For reference, his True Shooting percentage during his championship run with the Raptors was 61.9. When Nikola Jokic — one of the most efficient offensive players in league history — led the Denver Nuggets to the championship last season, his True Shooting percentage was 63.1.
It’s bonkers stuff. And as anyone who watched earlier this season when the Raptors lost to Clippers in Los Angeles and saw Leonard eliminate Scottie Barnes in the fourth quarter can attest, the Clippers star remains one of the most formidable stoppers in the game, too.
“He’s a force of nature,” said Raptors head coach Darko Rajakovic, who was an assistant with the Spurs summer league team the year San Antonio acquired Leonard — unheralded as the 15th-overall pick in the 2011 draft — in a trade with Indiana. “I was able to follow his career from the start, his very first Summer League. It was amazing transformation… he just continues to improve every single year, adding more stuff to his game and obviously one of the best two-way players in the league.”
But for Leonard, the only number that really matters is games played.
Even with the Raptors he was only able to play 60 regular-season games, and while he led the playoffs in minutes played, there were moments during the run when his availability wasn’t certain as he dealt with a persistent knee issue.
Since then, Leonard’s career has been a story of peak performances sandwiched around lengthy injury absences. Leonard was putting up 30.4 points per game and shooting 57.3 per cent during the 2020-21 playoffs before a partially torn ACL ended his post-season in the Western Conference semifinals. He missed all of the 2021-22 season but was back on his game in 2022-23 and had put up a pair of giant performances to open the Clippers' first-round series against the Phoenix Suns but tore the meniscus in the same knee where suffered his ACL injury. His post-season was done early again, with the Clippers being eliminated in the first round shortly after.
It's been a different story so far this season. Heading into Friday’s game, he’s played in 38 of the Clippers' 42 starts. He’s played in back-to-backs and has only missed four games total due to a strained hip flexor over Christmas. If he maintains his current pace, Leonard will play 74 games this season, which would tie his career high, set as a 25-year-old with the Spurs in 2016-17 when he finished third in the MVP race.
Not surprisingly, having Leonard available and playing at his usual elite level has been a boon for the Clippers. Since starting 3-7, Los Angeles has gone 25-7, the second-best record league-wise over that stretch.

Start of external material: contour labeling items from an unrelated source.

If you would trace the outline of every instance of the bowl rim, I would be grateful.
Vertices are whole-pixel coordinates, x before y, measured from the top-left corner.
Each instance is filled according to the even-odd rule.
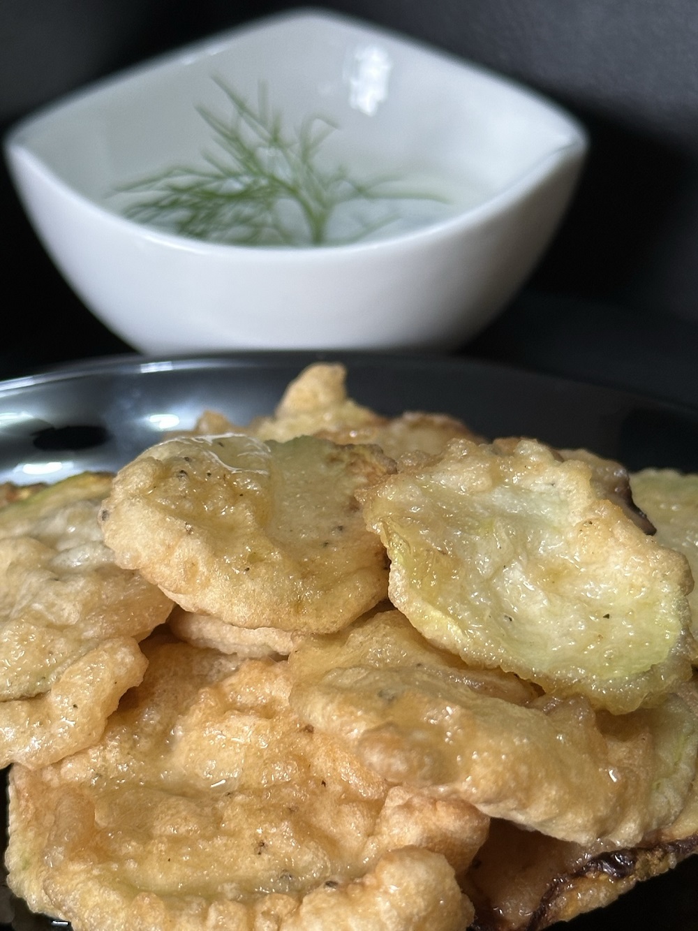
[[[54,170],[50,162],[32,147],[32,135],[37,128],[40,129],[43,124],[60,117],[62,111],[72,109],[83,100],[99,96],[102,92],[109,91],[113,88],[117,88],[123,83],[137,79],[139,76],[147,74],[154,70],[177,68],[179,65],[186,64],[187,61],[193,57],[201,58],[210,54],[213,50],[224,48],[231,42],[244,37],[246,34],[262,33],[269,27],[282,26],[285,22],[302,20],[319,22],[324,25],[336,24],[341,27],[358,28],[374,35],[383,36],[390,41],[411,48],[415,52],[441,59],[445,62],[456,66],[459,70],[465,73],[484,77],[509,92],[533,102],[543,111],[554,116],[560,128],[566,131],[568,136],[567,141],[561,142],[559,145],[552,147],[544,153],[522,174],[518,174],[508,183],[498,188],[484,201],[460,209],[455,214],[451,214],[442,220],[436,219],[421,224],[414,229],[389,234],[366,241],[358,240],[352,243],[302,246],[246,246],[235,243],[221,243],[195,236],[182,236],[177,233],[169,233],[157,226],[129,220],[119,214],[116,210],[112,210],[105,207],[94,197],[82,193],[74,185],[63,180]],[[504,213],[511,205],[526,196],[529,192],[533,191],[548,176],[552,176],[556,170],[560,169],[566,164],[575,171],[581,170],[582,163],[588,149],[588,135],[582,123],[575,116],[568,113],[564,107],[514,78],[500,74],[490,68],[459,57],[446,49],[432,46],[427,42],[403,34],[396,30],[372,23],[359,17],[308,6],[258,17],[234,26],[231,29],[215,33],[173,49],[166,50],[156,56],[136,62],[125,69],[77,88],[56,101],[48,101],[10,126],[5,133],[3,148],[6,161],[8,164],[10,174],[13,178],[16,174],[15,162],[17,164],[21,162],[34,172],[40,173],[45,182],[50,183],[62,197],[72,199],[81,209],[91,212],[95,217],[99,217],[101,221],[106,221],[116,229],[122,227],[126,233],[133,235],[137,238],[147,238],[151,242],[156,242],[165,247],[183,249],[189,252],[205,252],[207,254],[221,256],[234,253],[245,256],[246,258],[273,256],[276,261],[281,257],[284,257],[281,261],[289,261],[290,257],[293,257],[292,261],[297,262],[301,256],[305,258],[313,256],[320,259],[327,255],[350,255],[355,252],[365,254],[378,250],[389,251],[391,249],[401,248],[403,245],[419,244],[423,240],[428,241],[431,239],[446,238],[450,236],[458,236],[471,227],[476,227]],[[16,186],[20,189],[19,183],[16,183]]]

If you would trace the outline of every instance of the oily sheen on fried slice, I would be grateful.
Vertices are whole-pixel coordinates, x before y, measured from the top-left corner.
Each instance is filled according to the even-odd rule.
[[[463,931],[488,819],[391,789],[289,706],[286,662],[156,634],[94,747],[10,784],[8,883],[82,931]]]
[[[646,468],[630,477],[633,497],[657,528],[664,546],[688,560],[698,580],[698,475],[670,468]],[[698,629],[698,586],[689,595],[693,630]]]
[[[429,640],[625,712],[690,678],[685,558],[534,440],[453,440],[359,492],[393,603]]]
[[[355,492],[394,468],[375,447],[188,437],[116,476],[104,539],[179,605],[242,627],[336,630],[387,594]]]
[[[393,611],[304,641],[289,661],[299,717],[389,782],[454,792],[561,840],[630,846],[681,812],[698,748],[683,697],[594,712],[416,638]]]
[[[111,482],[83,473],[0,510],[0,765],[43,765],[99,736],[141,681],[138,641],[171,609],[104,545]]]

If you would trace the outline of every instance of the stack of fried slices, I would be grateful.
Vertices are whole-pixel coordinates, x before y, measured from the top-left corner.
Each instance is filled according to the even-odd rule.
[[[387,419],[344,377],[6,489],[7,865],[33,911],[532,931],[698,845],[698,477]]]

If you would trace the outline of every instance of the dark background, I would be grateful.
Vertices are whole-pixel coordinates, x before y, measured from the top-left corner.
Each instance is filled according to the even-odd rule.
[[[272,0],[0,0],[0,124],[151,55],[287,9]],[[464,355],[698,405],[698,2],[335,0],[523,80],[586,127],[572,207]],[[73,294],[5,167],[0,377],[128,352]]]

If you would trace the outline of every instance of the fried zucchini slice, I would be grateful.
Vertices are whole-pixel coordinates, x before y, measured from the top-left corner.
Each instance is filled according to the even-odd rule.
[[[534,440],[453,440],[359,492],[390,599],[429,640],[621,713],[691,676],[686,559]]]
[[[388,803],[380,776],[292,713],[285,662],[162,635],[144,650],[96,746],[13,770],[8,884],[34,911],[83,931],[472,920],[439,848],[467,868],[486,818],[419,791]]]
[[[688,560],[698,579],[698,475],[676,469],[642,469],[630,477],[636,503],[657,528],[657,539]],[[694,631],[698,629],[698,588],[689,595]]]
[[[186,611],[337,630],[387,594],[383,545],[354,495],[393,468],[377,448],[312,437],[169,439],[117,474],[101,522],[119,563]]]
[[[289,658],[293,708],[389,782],[439,787],[560,840],[630,846],[682,810],[698,749],[683,698],[595,713],[417,638],[396,611],[308,638]]]
[[[83,473],[0,510],[0,765],[39,766],[99,736],[171,601],[120,568],[97,514],[112,476]]]

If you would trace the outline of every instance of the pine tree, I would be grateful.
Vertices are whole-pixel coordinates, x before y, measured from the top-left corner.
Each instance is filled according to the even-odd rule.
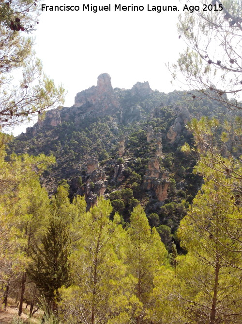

“It’s been great for us, just having that consistency,” said Clippers head coach Ty Lue when I spoke with him in Los Angeles earlier this month on the same day Leonard signed a three-year contract extension for $153 million. “Just having our guys playing every night. We can fix our rotations, we can understand who plays well together and the perfect fit. … The biggest thing with Kawhi was that this summer, like he always does, he put in the hard work. But it takes a little luck. It’s a tough game and the way he plays the game, injuries are part of it and a big thing in sports. I’m just thankful he’s healthy and all the hard work he’s put in this summer to get to his point has been good for him.”
Of course Leonard is just halfway home. But at this stage it’s hard not to look at the Clippers as a formidable threat in the Western Conference, and with Harden and Paul George and the support of an otherwise deep roster, one that can emerge from the West.
And if the Clippers make the NBA Finals and Leonard is healthy, his ability to close the deal is well documented. Title No. 3 is waiting.
Three is an impressive number to be sure, but as any Raptors fan knows, with Leonard there will always be a question of how many more he could have won.